The Nasr City Misdemeanor Court on March 29 will start its hearings into a case against TV host Tamer Amin, charged with insulting and slandering the people of Upper Egypt, judicial sources confirmed Saturday.
The controversy began on February 18, when Amin commented on his show on the Al-Nahar channel that “Egyptians in the countryside and Upper Egypt give birth to many children and do not educate them, but rather employ them in the workshops, and girls are shipped to Cairo, to work as servants and sometimes in more despicable work.”
On February 20 the Egyptian Media Syndicate moved to revoke Amin’s license to practice the profession due to violating the Media Honor Charter.
The syndicate explained that after the conclusion of its investigations with Amin, which lasted for about three and a half hours, investigations ruled that he had violated the Media Honor Charter and the Code of Professional Conduct.
The Supreme Council for Media Regulation (SCMR) in Egypt later fined the al-Nahar satellite channel LE250,000 and has threatened to revoke its license in the event of any repeated violations, following controversy over Amin’s remarks.
SCMR has also moved to suspend all episodes of the “Akher al-Nahar” show presented by Amin, ban him from appearing in the media for two months, and refer the reports submitted to SCMR to the Public Prosecutor.

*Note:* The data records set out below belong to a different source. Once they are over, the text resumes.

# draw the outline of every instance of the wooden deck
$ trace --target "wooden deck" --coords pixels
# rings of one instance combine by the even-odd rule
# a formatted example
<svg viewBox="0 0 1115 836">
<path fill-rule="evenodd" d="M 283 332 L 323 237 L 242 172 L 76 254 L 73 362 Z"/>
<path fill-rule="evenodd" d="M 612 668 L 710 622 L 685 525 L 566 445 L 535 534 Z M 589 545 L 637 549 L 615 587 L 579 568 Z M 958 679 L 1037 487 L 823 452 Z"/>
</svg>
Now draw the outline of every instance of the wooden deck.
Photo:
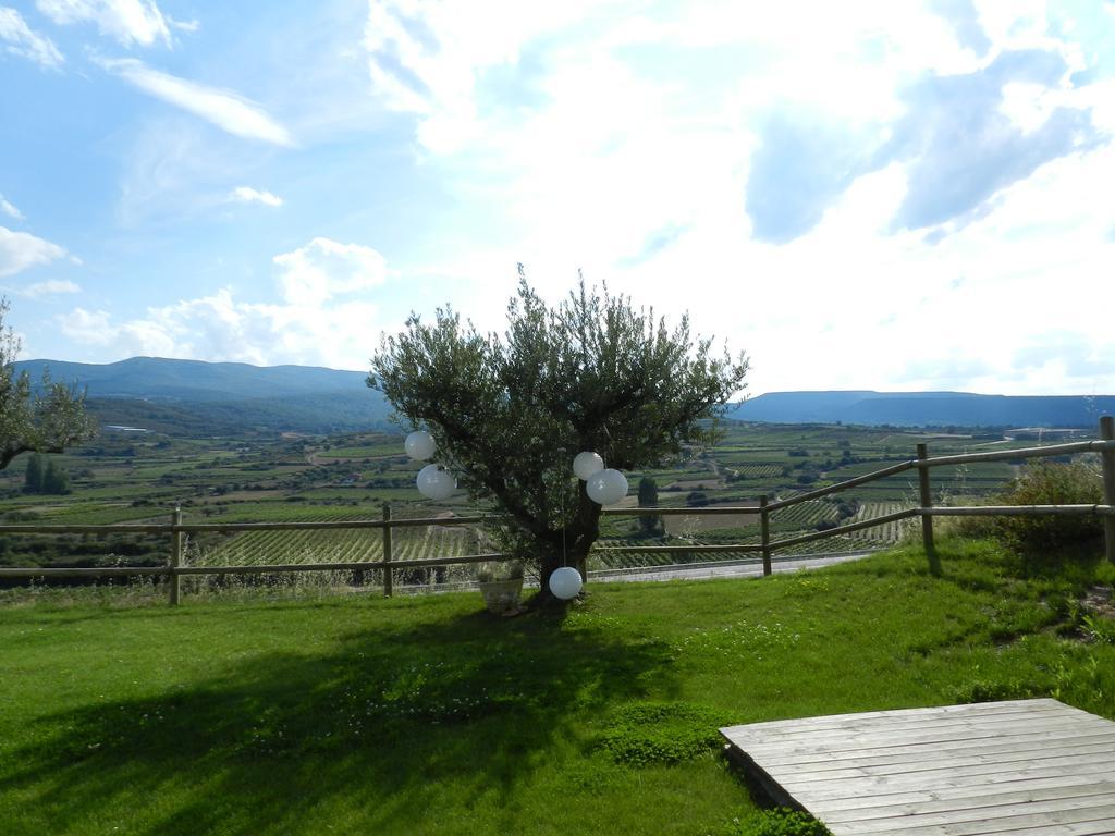
<svg viewBox="0 0 1115 836">
<path fill-rule="evenodd" d="M 720 729 L 780 804 L 834 836 L 1115 834 L 1115 722 L 1056 700 Z"/>
</svg>

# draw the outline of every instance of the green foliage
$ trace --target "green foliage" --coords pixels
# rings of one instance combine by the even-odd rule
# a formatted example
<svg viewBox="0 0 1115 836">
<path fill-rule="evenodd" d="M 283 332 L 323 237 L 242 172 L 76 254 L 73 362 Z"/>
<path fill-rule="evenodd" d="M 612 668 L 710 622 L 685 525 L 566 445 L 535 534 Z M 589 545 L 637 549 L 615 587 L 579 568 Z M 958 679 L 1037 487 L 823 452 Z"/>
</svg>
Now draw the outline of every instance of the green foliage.
<svg viewBox="0 0 1115 836">
<path fill-rule="evenodd" d="M 734 819 L 724 836 L 830 836 L 830 833 L 807 813 L 777 807 L 743 820 Z"/>
<path fill-rule="evenodd" d="M 27 458 L 27 473 L 23 477 L 23 493 L 27 494 L 40 494 L 42 493 L 42 456 L 38 453 L 32 453 Z"/>
<path fill-rule="evenodd" d="M 42 474 L 42 493 L 51 496 L 70 493 L 69 474 L 54 459 L 47 461 L 47 469 Z"/>
<path fill-rule="evenodd" d="M 39 390 L 32 391 L 30 376 L 16 373 L 20 341 L 4 325 L 8 310 L 8 300 L 0 298 L 0 470 L 21 453 L 61 453 L 96 431 L 85 414 L 85 395 L 52 383 L 46 371 Z"/>
<path fill-rule="evenodd" d="M 1001 496 L 1005 505 L 1096 505 L 1103 503 L 1099 474 L 1083 464 L 1039 461 L 1026 467 Z M 1093 516 L 1000 517 L 992 531 L 1017 550 L 1027 570 L 1055 566 L 1067 554 L 1096 550 L 1103 523 Z"/>
<path fill-rule="evenodd" d="M 597 746 L 618 764 L 679 764 L 715 750 L 717 729 L 729 723 L 724 712 L 689 702 L 634 703 L 612 716 Z"/>
<path fill-rule="evenodd" d="M 1115 619 L 1103 615 L 1084 615 L 1082 618 L 1084 634 L 1094 642 L 1115 644 Z"/>
<path fill-rule="evenodd" d="M 154 605 L 120 609 L 105 587 L 66 606 L 39 590 L 0 605 L 0 822 L 4 836 L 813 836 L 769 829 L 812 825 L 757 810 L 695 741 L 1010 683 L 1115 718 L 1115 644 L 1058 634 L 1047 603 L 1115 567 L 1018 579 L 996 543 L 939 551 L 941 577 L 904 548 L 762 582 L 599 584 L 510 621 L 475 592 L 172 609 L 155 586 Z M 624 725 L 632 758 L 617 760 L 599 743 Z M 642 727 L 665 740 L 638 745 Z"/>
<path fill-rule="evenodd" d="M 541 564 L 545 589 L 563 554 L 581 563 L 599 536 L 600 506 L 571 478 L 576 453 L 632 470 L 709 440 L 706 419 L 743 387 L 747 360 L 715 357 L 686 317 L 670 331 L 583 281 L 550 308 L 522 269 L 507 320 L 501 339 L 449 308 L 429 324 L 413 314 L 385 339 L 368 385 L 429 428 L 438 460 L 476 500 L 510 516 L 503 545 Z"/>
<path fill-rule="evenodd" d="M 653 476 L 643 476 L 639 479 L 639 507 L 658 507 L 658 482 Z M 637 517 L 639 529 L 648 537 L 656 537 L 666 533 L 662 518 L 658 515 Z"/>
</svg>

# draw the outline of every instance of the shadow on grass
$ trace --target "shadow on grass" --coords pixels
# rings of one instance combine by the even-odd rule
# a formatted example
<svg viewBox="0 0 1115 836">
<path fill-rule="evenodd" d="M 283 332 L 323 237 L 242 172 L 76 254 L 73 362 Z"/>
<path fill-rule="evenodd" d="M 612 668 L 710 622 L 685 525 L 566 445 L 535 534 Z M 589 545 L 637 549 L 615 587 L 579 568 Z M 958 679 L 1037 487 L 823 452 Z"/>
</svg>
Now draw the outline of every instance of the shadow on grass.
<svg viewBox="0 0 1115 836">
<path fill-rule="evenodd" d="M 123 829 L 299 832 L 336 808 L 362 832 L 405 832 L 443 796 L 458 811 L 481 798 L 513 808 L 539 768 L 578 756 L 585 718 L 673 686 L 666 645 L 545 612 L 377 629 L 317 653 L 307 640 L 304 654 L 47 717 L 0 793 L 35 797 L 59 830 L 146 798 Z"/>
</svg>

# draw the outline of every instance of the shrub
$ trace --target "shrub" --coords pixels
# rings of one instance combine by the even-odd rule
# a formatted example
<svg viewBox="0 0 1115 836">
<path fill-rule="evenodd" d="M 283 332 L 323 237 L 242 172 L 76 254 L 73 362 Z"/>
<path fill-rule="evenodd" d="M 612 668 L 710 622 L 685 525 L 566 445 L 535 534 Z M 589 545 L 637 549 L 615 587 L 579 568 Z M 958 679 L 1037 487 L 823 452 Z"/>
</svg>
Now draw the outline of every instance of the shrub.
<svg viewBox="0 0 1115 836">
<path fill-rule="evenodd" d="M 776 807 L 745 820 L 734 819 L 726 836 L 830 836 L 828 828 L 801 810 Z"/>
<path fill-rule="evenodd" d="M 726 718 L 689 702 L 633 703 L 618 711 L 597 741 L 618 764 L 680 764 L 715 751 Z"/>
<path fill-rule="evenodd" d="M 1099 474 L 1083 464 L 1029 465 L 1000 497 L 1004 505 L 1098 505 Z M 1029 568 L 1059 562 L 1067 553 L 1097 550 L 1103 523 L 1095 516 L 1018 516 L 997 518 L 992 533 L 1018 552 Z"/>
</svg>

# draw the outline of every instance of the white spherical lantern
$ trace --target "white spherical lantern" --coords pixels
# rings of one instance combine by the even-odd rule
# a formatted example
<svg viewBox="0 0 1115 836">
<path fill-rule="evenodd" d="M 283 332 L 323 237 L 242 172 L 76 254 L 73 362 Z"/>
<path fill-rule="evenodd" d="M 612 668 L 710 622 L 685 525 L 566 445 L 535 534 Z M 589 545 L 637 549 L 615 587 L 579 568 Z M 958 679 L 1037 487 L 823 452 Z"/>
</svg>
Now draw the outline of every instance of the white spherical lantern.
<svg viewBox="0 0 1115 836">
<path fill-rule="evenodd" d="M 572 566 L 555 568 L 550 575 L 550 591 L 562 601 L 576 597 L 581 591 L 581 573 Z"/>
<path fill-rule="evenodd" d="M 573 457 L 573 473 L 576 474 L 576 478 L 584 482 L 592 474 L 600 473 L 604 469 L 604 460 L 595 453 L 590 453 L 585 450 L 584 453 L 579 453 Z"/>
<path fill-rule="evenodd" d="M 424 429 L 416 429 L 403 443 L 407 455 L 416 461 L 425 461 L 434 455 L 434 436 Z"/>
<path fill-rule="evenodd" d="M 448 499 L 457 489 L 457 480 L 453 478 L 453 474 L 443 470 L 439 465 L 426 465 L 418 472 L 415 484 L 419 494 L 435 500 Z"/>
<path fill-rule="evenodd" d="M 619 470 L 607 468 L 594 473 L 584 482 L 589 498 L 601 505 L 614 505 L 627 496 L 627 476 Z"/>
</svg>

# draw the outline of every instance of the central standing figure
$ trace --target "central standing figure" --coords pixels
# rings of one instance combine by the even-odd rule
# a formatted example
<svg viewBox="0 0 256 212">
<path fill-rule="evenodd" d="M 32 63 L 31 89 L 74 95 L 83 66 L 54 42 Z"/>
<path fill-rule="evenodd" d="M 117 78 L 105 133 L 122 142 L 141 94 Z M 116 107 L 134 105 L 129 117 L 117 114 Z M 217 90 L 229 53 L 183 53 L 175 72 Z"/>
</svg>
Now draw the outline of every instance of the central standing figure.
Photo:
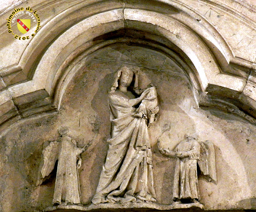
<svg viewBox="0 0 256 212">
<path fill-rule="evenodd" d="M 121 68 L 108 95 L 112 138 L 92 200 L 94 204 L 156 202 L 147 120 L 134 116 L 134 106 L 146 98 L 149 88 L 135 98 L 127 89 L 134 77 L 134 90 L 138 90 L 137 74 L 126 67 Z"/>
</svg>

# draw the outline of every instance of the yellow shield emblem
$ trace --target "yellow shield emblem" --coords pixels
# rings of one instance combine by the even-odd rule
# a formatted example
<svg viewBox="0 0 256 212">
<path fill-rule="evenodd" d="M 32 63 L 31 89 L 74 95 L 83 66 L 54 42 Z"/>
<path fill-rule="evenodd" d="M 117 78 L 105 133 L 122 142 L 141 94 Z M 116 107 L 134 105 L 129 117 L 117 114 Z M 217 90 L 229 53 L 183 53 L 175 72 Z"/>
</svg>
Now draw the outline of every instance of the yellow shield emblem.
<svg viewBox="0 0 256 212">
<path fill-rule="evenodd" d="M 17 26 L 20 32 L 25 34 L 28 31 L 30 27 L 30 20 L 17 19 Z"/>
</svg>

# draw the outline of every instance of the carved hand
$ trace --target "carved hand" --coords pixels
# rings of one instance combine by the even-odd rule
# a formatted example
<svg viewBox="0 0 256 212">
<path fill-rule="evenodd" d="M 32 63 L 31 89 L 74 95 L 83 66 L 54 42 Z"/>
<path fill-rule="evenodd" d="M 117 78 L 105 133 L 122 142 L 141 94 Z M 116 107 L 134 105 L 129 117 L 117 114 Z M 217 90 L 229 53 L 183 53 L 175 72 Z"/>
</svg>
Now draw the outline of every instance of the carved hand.
<svg viewBox="0 0 256 212">
<path fill-rule="evenodd" d="M 179 158 L 183 158 L 188 157 L 188 153 L 187 152 L 177 152 L 175 153 L 175 155 Z"/>
<path fill-rule="evenodd" d="M 143 91 L 142 93 L 141 94 L 141 95 L 140 95 L 140 98 L 141 98 L 142 100 L 144 99 L 145 97 L 146 97 L 146 95 L 148 94 L 148 89 L 145 90 L 144 91 Z"/>
</svg>

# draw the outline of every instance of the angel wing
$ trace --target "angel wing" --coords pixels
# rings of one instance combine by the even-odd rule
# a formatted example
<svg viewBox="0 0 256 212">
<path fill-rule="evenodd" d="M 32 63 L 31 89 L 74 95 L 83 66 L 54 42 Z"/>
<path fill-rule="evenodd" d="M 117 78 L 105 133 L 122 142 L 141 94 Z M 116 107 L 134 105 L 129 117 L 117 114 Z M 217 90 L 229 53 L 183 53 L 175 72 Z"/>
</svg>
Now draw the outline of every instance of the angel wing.
<svg viewBox="0 0 256 212">
<path fill-rule="evenodd" d="M 49 141 L 45 142 L 44 145 L 47 145 L 47 143 L 49 143 Z M 58 141 L 50 141 L 49 145 L 43 149 L 43 160 L 39 166 L 38 177 L 36 185 L 42 184 L 44 178 L 48 176 L 53 170 L 58 159 L 60 144 L 60 142 Z"/>
<path fill-rule="evenodd" d="M 201 160 L 198 161 L 202 174 L 209 182 L 217 182 L 215 151 L 213 143 L 209 141 L 200 142 Z"/>
</svg>

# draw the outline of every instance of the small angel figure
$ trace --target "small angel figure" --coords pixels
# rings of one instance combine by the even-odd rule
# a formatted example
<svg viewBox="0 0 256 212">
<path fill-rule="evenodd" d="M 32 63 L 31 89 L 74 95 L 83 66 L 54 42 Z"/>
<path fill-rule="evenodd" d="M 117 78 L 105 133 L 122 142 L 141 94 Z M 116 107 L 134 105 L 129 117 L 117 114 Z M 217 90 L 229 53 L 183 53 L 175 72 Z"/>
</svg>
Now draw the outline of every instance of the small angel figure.
<svg viewBox="0 0 256 212">
<path fill-rule="evenodd" d="M 209 141 L 199 142 L 194 137 L 187 135 L 185 137 L 173 151 L 162 149 L 160 147 L 159 143 L 158 148 L 162 154 L 176 159 L 173 189 L 174 204 L 181 204 L 182 200 L 199 203 L 200 197 L 197 163 L 207 180 L 216 183 L 217 177 L 214 146 Z"/>
<path fill-rule="evenodd" d="M 44 179 L 53 170 L 58 160 L 54 204 L 80 203 L 80 191 L 78 169 L 82 165 L 80 154 L 85 150 L 76 146 L 75 141 L 68 135 L 68 128 L 60 127 L 60 135 L 56 141 L 51 141 L 44 148 L 43 160 L 39 167 L 36 186 L 42 184 Z M 49 143 L 49 141 L 48 141 Z"/>
<path fill-rule="evenodd" d="M 154 122 L 155 116 L 158 112 L 159 108 L 156 87 L 153 85 L 150 85 L 152 86 L 145 90 L 144 92 L 147 92 L 147 95 L 136 110 L 136 113 L 134 117 L 144 119 L 149 119 L 149 124 L 152 124 Z"/>
</svg>

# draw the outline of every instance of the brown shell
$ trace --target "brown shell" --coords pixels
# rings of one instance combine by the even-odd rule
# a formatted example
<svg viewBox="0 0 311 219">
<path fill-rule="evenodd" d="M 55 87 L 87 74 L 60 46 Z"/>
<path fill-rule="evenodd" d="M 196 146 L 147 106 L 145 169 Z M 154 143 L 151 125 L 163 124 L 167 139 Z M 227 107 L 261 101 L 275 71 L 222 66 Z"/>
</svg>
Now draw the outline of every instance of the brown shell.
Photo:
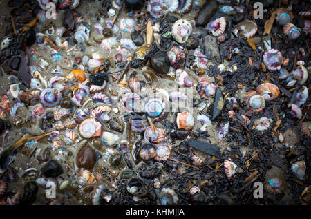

The lawsuit filed against Amin charges him with making degrading remarks against Upper Egyptians.
Lawyer Ashraf Nagy filed the case before the Misdemeanor Court of Nasr City in Cairo, accusing Amin of insulting and slandering the people of Upper Egypt and the countryside.
Amin has apologized for his comments on social media, stating “My sincere apology to all our people in the countryside and Upper Egypt.”
“My statements were aimed at the public good, and I do not mean to insult anyone because Upper Egyptians are the origin of Egypt and I am proud of all our people in Upper Egypt,” he explained.